My blush burns. “I have, Mr. Conway.”
A tense few seconds of silence pass, neither of us looking away. I’m the one who breaks first. “The other trainees should be here soon.”
He nods. “In a few minutes. I gave instructions that Freddie should be the first one here.”
The way he says my name makes it clear he hasn’t forgiven me for the sin of not being a man. I want to roll my eyes at him, but the difference in power between us stops me. We’re not strangers in the darkness anymore.
We never will be again.
Any faint hope I’d had that I’d receive another wrongly delivered invitation, that I’d sneak away to a party and meet him… it dies and withers in my chest.
“You asked for me to be here so you could tell me off?”
“Something along those lines.” He pulls out one of the chairs and sits, stretching long legs out in front of him. The thick watch glitters at his wrist, the same one I’d felt against my skin as he ran his hands over me.
I swallow. “Go ahead, then. I’m ready.”
His lips quirk in unexpected humor, fingers tapping against the table. “Well, since you disagreed with just about everything the company had planned for next month, I’m putting the trainees in charge of Exciteur’s Thanksgiving celebration.”
I stare at him.
He stares right back at me.
“I beg your pardon?”
“The three of you,” he says, voice smooth, “will get a chance to practice your project management skills. You’re to pitch your ideas to me and the event organizers. Consider us, consider me, a client. As the Strategy trainee, you’ll naturally be the team leader.”
“Naturally,” I murmur.
“You’ll report back to management in a week with your suggestions for how we should show some Thanksgiving appreciation to the employees. I want timelines, projected outcomes, budgets.” His grin is wicked, the same one that had sent shivers over my skin just a few days ago. “You clearly think you know better than me, Freddie, and I know you like a challenge.”
The bastard.
He stares at me like he’s daring me to object, like he knows he’s being tough, but letting me know he won’t back down just because of last weekend. Nor should he. Then was then, and now is now, and I don’t want Tristan Conway’s special treatment.
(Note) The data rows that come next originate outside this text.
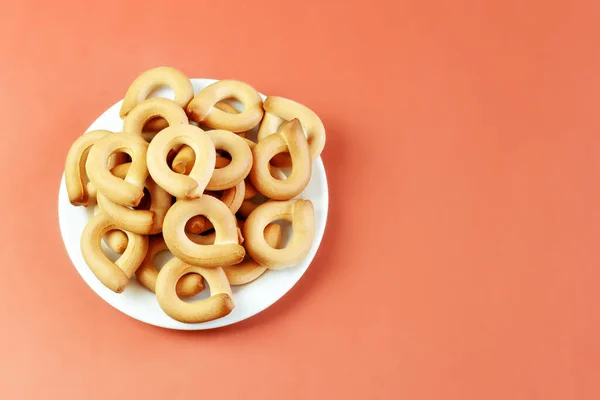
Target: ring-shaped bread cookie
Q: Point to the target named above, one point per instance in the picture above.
(79, 191)
(116, 240)
(114, 276)
(228, 108)
(153, 79)
(182, 186)
(150, 109)
(225, 251)
(300, 213)
(185, 158)
(188, 286)
(128, 191)
(227, 176)
(279, 110)
(232, 197)
(219, 304)
(290, 137)
(143, 222)
(241, 160)
(249, 270)
(202, 107)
I pitch my voice to professional curtness. “Thank you for this opportunity, Mr. Conway. I won’t disappoint.”
He raises an eyebrow. “I’m sure you won’t, Miss Bilson.”
7
Tristan
What are the odds?
Very fucking low, that’s what. Not once had I met anyone at the Gilded Room at work, and only a few times had I done so in a private setting. But Frederica Bilson is my company’s trainee, so off-limits she’s practically wearing a neon traffic cone on her head. The perfect memory of Saturday night is tarnished forever now, knowing she’s met me, the real me. And I’m not a mafia boss.
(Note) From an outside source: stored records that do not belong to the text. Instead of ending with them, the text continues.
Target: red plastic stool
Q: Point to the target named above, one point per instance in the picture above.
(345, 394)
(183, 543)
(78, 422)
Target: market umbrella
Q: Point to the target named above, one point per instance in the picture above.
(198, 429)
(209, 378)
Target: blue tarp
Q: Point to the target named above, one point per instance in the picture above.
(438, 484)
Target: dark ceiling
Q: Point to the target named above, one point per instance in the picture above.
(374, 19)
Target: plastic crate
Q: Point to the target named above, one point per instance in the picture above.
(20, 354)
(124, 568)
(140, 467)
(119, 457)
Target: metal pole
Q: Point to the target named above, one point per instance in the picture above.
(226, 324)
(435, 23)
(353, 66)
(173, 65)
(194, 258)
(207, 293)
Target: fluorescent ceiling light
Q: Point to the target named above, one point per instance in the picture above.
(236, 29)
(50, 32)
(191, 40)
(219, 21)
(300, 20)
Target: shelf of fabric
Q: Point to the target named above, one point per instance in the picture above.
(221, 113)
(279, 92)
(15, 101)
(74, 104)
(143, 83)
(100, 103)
I lean back in my chair and press the heels of my hands against my eyes. The insolent young trainee writing those emails had been Strait-laced.
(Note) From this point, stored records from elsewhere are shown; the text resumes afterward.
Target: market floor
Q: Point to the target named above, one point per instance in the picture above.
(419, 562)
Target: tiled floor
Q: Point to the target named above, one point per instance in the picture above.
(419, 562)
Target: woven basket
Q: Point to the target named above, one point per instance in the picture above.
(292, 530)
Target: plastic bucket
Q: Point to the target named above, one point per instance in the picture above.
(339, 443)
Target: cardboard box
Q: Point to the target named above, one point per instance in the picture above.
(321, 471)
I can’t get the two images of her to merge into one in my head.
The dark-haired vixen, coy and seductive on Saturday.
The proper, pencil-skirted young woman meeting my gaze across the conference table.
The whole point of going to the Gilded Room is to provide anonymity—to ensure I stay in control. I’d erected a ten-foot concrete fucking wall between my private and my professional life, and somehow she’d managed to claw her away across like a beautiful but deadly weed.
And of course she’s in Strategy of all departments, the one place I’m convinced is bleeding information to our competitors. Our business moves had been anticipated by other consulting firms too often for it to simply be a coincidence. I’d been keeping a close eye on the department for the past month… and now my view will involve a woman I know the taste of but who I can’t go back to for seconds.